Most CRM projects fail because businesses fail to observe a few elements during the move. Some of these elements include;
Customer relation management is not a software program. It is a business strategy specifically designed to enhance the relationship between the business and customers. This business strategy is powered by enabling technologies called CRM software. Anne Guethoff, Managing Partner n’fuse solutions, asserts that most CRM projects fail because people confuse strategy with software. They expect the software to ‘bring the content and strategic direction for marketing, sales, and service. However, a system can only map and structure strategic content, but cannot create it.’ In other words, CRM systems fail because businesses do not support them; instead, they expect to benefit from them without investing in the right inputs.
The success of any project depends on the clarity of goals and objectives. CRM projects with unclear goals are likely to have questionable completion and fictitious ROI. Unfortunately, most CRM implementation initiatives suffer from poor or lack of clear objectives. Poor objectives stem from misconstrued comprehension of what the business intends to benefit from the system.
People are naturally resistant to change. When resistance is not quickly addressed and is given space to develop into widespread defiance, CRM implementation failure becomes inevitable. A good number of organizations that report failed CRM system adoption cite lack of cooperation from employees. Furthermore, evidence suggests that these organizations do not invest in change management.
The efficiency of CRM systems significantly depends on the quality of data it holds. In most cases, data in legacy systems and manual systems is dirty, meaning it is inaccurate, inconsistent, and outdated. Organizations that directly move data from old systems to CRM systems are likely to record inferior results when using the technology.
Businesses can secure the success of CRM projects by providing enough time for system implementation and investing in internal effort. Besides, before settling for any system, thorough research should be conducted to ascertain business needs and identify a user-friendly system that meets those requirements.
Other aspects to focus on when shifting to a CRM system includes;
Employees are more likely to resist using the system when they are not involved in the implementation process. Alex Haimann, head of business development at Less Annoying CRM, asserts that the best way to avoid instances of defiance is to make everyone enthusiastic about moving. Change management programs can also be initiated to help employees understand the need for change.
The implementation process must have measurable goals. Clearly outlined goals help the implementation team determine the progress and make relevant adjustments to ensure the project’s success. The strategy serves as the map to reach the intended goals.
Finally, data fuels CRM initiatives.

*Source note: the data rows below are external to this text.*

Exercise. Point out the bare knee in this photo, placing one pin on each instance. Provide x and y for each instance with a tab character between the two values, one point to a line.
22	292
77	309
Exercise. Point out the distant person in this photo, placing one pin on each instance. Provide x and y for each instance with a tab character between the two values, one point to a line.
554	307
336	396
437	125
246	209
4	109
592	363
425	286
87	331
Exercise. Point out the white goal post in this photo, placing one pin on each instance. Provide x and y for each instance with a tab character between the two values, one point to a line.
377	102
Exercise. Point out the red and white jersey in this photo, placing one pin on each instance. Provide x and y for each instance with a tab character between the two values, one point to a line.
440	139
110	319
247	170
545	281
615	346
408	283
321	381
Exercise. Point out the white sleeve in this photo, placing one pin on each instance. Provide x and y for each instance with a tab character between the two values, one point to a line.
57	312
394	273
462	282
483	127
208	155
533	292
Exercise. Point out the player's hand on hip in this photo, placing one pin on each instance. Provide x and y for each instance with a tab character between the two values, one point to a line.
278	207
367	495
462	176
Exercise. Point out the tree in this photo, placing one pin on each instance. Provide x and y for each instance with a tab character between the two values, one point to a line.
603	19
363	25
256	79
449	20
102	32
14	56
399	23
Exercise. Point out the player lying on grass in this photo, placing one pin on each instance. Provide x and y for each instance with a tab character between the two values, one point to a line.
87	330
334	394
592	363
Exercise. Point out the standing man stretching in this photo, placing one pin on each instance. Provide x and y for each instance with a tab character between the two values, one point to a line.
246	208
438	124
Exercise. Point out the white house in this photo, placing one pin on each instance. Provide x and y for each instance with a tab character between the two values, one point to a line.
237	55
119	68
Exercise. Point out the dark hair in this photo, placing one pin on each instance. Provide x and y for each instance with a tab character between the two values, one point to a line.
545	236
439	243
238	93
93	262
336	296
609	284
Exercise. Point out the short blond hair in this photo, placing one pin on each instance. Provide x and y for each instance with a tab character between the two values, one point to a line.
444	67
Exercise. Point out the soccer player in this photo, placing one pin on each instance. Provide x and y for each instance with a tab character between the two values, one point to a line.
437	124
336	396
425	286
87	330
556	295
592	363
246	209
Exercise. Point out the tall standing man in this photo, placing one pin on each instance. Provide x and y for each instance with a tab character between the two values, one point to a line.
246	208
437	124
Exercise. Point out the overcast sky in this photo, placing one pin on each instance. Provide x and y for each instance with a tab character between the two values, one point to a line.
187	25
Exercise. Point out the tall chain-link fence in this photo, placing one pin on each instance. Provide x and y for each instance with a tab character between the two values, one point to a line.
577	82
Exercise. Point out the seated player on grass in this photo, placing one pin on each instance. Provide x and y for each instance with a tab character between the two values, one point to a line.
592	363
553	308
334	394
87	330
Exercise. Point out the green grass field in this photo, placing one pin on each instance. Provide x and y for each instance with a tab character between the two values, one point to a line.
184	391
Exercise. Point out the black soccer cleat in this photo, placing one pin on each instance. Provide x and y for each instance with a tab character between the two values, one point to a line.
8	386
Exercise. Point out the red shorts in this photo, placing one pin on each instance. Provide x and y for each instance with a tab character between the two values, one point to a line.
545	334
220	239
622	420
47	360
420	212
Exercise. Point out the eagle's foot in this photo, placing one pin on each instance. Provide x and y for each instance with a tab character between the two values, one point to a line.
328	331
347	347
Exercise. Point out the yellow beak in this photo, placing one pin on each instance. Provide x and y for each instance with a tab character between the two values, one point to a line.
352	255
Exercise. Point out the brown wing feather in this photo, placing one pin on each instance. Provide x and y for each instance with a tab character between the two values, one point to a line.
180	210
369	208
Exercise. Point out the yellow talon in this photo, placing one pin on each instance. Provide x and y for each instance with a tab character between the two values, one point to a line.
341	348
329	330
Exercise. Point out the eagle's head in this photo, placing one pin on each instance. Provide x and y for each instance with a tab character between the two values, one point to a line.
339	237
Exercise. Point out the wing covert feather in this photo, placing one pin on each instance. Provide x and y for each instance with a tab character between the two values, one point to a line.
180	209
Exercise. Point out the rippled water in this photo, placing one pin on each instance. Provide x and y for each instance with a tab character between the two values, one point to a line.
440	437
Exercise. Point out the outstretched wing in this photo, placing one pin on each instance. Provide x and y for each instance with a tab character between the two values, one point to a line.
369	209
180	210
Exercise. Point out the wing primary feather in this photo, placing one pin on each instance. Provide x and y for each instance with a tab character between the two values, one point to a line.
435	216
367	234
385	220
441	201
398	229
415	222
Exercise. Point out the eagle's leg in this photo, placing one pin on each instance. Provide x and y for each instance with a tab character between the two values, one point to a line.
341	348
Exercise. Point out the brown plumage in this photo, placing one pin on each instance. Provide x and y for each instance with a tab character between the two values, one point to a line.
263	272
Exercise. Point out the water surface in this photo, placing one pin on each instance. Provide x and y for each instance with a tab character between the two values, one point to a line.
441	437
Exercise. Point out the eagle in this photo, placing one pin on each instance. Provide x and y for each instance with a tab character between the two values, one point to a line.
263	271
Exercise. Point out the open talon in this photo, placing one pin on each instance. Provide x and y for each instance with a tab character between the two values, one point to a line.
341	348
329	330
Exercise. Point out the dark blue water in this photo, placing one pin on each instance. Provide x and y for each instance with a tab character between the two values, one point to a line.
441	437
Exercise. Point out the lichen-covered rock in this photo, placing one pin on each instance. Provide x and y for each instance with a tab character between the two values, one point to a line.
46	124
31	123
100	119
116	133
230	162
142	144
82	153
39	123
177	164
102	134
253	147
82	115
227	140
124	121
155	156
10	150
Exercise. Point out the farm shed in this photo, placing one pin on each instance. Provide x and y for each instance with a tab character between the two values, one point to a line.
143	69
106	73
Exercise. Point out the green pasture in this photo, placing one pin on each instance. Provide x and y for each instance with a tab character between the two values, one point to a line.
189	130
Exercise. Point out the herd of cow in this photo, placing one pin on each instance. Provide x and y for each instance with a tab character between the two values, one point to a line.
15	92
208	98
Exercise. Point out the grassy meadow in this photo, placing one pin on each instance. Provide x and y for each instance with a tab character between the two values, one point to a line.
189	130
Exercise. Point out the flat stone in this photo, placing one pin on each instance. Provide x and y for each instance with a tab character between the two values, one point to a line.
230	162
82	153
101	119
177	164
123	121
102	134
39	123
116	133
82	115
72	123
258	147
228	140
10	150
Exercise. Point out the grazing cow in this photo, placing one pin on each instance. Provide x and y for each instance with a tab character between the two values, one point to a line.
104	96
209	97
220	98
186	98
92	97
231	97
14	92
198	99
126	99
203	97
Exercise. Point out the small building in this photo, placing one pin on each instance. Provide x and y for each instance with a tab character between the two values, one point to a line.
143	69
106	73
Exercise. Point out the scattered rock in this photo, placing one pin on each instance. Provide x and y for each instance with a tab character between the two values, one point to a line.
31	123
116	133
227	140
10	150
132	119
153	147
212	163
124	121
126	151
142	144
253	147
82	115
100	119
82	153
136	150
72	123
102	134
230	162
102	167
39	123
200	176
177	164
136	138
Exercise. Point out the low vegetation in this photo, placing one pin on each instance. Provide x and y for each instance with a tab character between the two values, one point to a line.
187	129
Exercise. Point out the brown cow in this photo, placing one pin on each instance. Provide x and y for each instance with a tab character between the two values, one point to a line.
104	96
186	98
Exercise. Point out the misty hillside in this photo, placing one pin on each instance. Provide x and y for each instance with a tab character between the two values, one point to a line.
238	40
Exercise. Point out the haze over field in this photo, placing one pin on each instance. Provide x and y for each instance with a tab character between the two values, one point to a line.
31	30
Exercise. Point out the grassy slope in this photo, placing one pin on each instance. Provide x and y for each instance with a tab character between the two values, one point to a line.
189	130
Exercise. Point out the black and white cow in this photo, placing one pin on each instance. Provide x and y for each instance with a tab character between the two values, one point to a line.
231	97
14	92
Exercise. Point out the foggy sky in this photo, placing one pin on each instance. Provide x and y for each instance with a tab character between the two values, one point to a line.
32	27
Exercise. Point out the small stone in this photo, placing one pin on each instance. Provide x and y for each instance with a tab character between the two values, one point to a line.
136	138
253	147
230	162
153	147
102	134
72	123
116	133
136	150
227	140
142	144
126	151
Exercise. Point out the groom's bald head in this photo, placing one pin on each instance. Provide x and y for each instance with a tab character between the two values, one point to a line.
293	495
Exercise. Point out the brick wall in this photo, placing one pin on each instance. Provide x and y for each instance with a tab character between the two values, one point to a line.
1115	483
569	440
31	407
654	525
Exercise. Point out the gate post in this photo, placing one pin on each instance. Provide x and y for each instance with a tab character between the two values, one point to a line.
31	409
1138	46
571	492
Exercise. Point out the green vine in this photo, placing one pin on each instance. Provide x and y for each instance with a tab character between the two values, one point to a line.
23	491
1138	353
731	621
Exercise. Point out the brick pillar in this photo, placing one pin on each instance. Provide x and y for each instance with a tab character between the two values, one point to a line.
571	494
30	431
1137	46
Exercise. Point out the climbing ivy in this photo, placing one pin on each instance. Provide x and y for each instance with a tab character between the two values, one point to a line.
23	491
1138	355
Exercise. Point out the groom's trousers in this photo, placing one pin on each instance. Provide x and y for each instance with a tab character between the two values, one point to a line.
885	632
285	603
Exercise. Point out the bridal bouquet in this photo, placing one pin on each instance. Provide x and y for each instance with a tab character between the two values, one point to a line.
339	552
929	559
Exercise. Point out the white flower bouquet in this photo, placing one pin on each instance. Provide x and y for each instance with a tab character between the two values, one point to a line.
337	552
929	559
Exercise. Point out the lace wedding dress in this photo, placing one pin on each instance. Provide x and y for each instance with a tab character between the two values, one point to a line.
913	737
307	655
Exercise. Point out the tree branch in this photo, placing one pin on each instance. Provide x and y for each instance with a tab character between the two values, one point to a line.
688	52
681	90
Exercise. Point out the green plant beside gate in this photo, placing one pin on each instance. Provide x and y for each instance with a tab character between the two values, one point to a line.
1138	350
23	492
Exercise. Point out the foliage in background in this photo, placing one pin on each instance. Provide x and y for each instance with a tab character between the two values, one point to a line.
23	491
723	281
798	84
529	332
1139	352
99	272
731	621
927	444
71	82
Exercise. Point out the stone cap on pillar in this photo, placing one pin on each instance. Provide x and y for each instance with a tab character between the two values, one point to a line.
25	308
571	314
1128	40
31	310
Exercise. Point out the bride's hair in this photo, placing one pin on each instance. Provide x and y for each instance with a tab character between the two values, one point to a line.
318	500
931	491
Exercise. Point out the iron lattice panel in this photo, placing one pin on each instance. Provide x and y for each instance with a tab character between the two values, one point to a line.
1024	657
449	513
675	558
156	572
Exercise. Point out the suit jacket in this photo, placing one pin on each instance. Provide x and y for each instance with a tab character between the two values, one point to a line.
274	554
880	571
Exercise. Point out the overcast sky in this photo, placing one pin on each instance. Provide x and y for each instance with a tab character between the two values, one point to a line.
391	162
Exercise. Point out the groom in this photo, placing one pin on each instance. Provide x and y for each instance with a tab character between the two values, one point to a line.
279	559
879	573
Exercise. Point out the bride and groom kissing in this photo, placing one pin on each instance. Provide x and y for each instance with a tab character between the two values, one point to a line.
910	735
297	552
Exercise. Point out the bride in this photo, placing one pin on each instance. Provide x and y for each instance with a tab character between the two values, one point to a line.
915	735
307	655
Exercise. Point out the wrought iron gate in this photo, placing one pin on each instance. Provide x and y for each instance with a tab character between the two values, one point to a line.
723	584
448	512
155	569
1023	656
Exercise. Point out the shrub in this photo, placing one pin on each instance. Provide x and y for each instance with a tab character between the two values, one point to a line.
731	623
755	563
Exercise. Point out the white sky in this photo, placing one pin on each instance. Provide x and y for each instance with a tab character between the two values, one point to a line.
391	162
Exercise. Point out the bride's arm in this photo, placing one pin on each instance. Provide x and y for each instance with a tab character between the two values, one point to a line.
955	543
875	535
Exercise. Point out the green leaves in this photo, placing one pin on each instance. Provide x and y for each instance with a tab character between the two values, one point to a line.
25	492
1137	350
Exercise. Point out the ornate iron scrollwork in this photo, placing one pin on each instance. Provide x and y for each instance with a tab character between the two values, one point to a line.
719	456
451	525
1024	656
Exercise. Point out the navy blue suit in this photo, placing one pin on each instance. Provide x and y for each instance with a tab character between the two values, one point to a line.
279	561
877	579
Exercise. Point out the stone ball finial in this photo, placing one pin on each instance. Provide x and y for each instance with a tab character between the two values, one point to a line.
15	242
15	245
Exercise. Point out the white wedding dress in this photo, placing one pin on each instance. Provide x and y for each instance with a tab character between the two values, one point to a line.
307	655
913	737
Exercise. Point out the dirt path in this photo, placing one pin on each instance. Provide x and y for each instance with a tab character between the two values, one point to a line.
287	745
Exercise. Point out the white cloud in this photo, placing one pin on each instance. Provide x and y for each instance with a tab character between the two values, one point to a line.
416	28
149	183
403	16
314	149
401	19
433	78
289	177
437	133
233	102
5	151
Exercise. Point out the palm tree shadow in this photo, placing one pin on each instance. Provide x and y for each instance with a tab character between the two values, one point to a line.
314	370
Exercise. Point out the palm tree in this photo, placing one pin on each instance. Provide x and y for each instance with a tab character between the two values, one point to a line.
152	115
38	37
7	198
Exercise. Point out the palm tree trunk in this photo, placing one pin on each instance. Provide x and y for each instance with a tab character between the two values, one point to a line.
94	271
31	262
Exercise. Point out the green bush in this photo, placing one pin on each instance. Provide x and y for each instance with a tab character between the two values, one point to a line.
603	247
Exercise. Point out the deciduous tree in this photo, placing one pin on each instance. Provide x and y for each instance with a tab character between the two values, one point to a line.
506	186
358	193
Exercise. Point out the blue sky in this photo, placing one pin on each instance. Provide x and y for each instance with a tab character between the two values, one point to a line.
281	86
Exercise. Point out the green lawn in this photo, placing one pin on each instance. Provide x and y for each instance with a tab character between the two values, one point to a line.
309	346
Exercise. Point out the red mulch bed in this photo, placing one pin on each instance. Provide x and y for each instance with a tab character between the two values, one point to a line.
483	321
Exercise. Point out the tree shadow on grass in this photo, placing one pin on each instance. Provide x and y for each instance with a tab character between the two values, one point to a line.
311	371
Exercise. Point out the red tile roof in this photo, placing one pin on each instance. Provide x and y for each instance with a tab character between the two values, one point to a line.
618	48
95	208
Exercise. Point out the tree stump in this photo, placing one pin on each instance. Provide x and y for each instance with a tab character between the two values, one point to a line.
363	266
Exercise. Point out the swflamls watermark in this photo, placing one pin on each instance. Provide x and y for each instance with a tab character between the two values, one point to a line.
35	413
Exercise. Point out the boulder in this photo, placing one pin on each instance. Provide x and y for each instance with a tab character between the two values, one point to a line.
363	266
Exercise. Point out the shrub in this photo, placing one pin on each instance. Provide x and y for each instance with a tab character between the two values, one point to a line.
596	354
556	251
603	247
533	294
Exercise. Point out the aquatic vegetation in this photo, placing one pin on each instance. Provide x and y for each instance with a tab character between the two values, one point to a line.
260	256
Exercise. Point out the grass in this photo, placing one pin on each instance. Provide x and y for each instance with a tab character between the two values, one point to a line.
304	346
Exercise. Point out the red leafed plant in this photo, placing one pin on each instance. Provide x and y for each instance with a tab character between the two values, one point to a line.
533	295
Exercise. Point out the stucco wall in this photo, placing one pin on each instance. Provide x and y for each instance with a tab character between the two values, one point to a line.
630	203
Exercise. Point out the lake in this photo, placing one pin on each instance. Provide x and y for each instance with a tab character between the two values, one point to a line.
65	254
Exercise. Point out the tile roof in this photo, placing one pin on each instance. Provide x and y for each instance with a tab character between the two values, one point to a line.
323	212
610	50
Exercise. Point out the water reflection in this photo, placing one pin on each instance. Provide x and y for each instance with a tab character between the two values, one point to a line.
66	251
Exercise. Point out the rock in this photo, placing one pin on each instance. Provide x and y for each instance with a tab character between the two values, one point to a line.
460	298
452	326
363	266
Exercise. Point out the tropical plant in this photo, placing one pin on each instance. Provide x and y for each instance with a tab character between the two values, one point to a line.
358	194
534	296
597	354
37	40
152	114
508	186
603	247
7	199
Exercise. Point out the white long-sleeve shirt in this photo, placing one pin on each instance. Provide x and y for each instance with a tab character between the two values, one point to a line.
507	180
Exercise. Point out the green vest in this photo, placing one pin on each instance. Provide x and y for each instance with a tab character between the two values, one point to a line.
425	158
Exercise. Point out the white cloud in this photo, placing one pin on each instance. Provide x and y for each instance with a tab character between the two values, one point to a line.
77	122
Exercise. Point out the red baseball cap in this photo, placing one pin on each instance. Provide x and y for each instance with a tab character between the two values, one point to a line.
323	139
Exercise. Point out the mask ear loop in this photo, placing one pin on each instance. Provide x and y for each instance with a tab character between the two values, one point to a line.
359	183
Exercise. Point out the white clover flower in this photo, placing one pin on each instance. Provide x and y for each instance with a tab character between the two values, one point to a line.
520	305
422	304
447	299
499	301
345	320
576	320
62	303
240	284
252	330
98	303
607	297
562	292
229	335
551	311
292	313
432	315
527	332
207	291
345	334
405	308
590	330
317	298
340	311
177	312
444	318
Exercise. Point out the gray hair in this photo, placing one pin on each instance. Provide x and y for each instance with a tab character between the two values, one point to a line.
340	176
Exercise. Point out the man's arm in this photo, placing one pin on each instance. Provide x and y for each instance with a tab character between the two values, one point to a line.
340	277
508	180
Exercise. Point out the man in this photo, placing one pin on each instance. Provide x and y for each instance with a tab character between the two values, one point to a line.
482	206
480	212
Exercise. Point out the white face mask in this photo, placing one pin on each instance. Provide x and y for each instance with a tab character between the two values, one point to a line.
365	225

The primary focus is to ensure minimal data loss and the transferred data is as clean as possible. The more accurate the data is, the more users will find it easier to use. Besides, clean data will help the organization start reaping the benefits of the system early.
Choosing new CRM
Now that you know why CRM projects fail and how to overcome causes of these failures, you might be asking yourself why businesses would invest time and resources and risk failure when they can stick to their current systems. SuperOffice.com asserts that businesses should switch to new systems when they feel they have outgrown their current systems, when the current systems’ user interfaces are not convenient for users, and when the system has too many unnecessary confusing features. Inability to integrate with other systems and justified system rejection by employees may also compel businesses to switch CRMs.
Businesses that may be forced to switch to a new system should consider a few factors when shopping. These factors include ease of use and training of employees, ability to integrate with ERP and other apps, vendor support, affordability, support for customization, and should be scalable.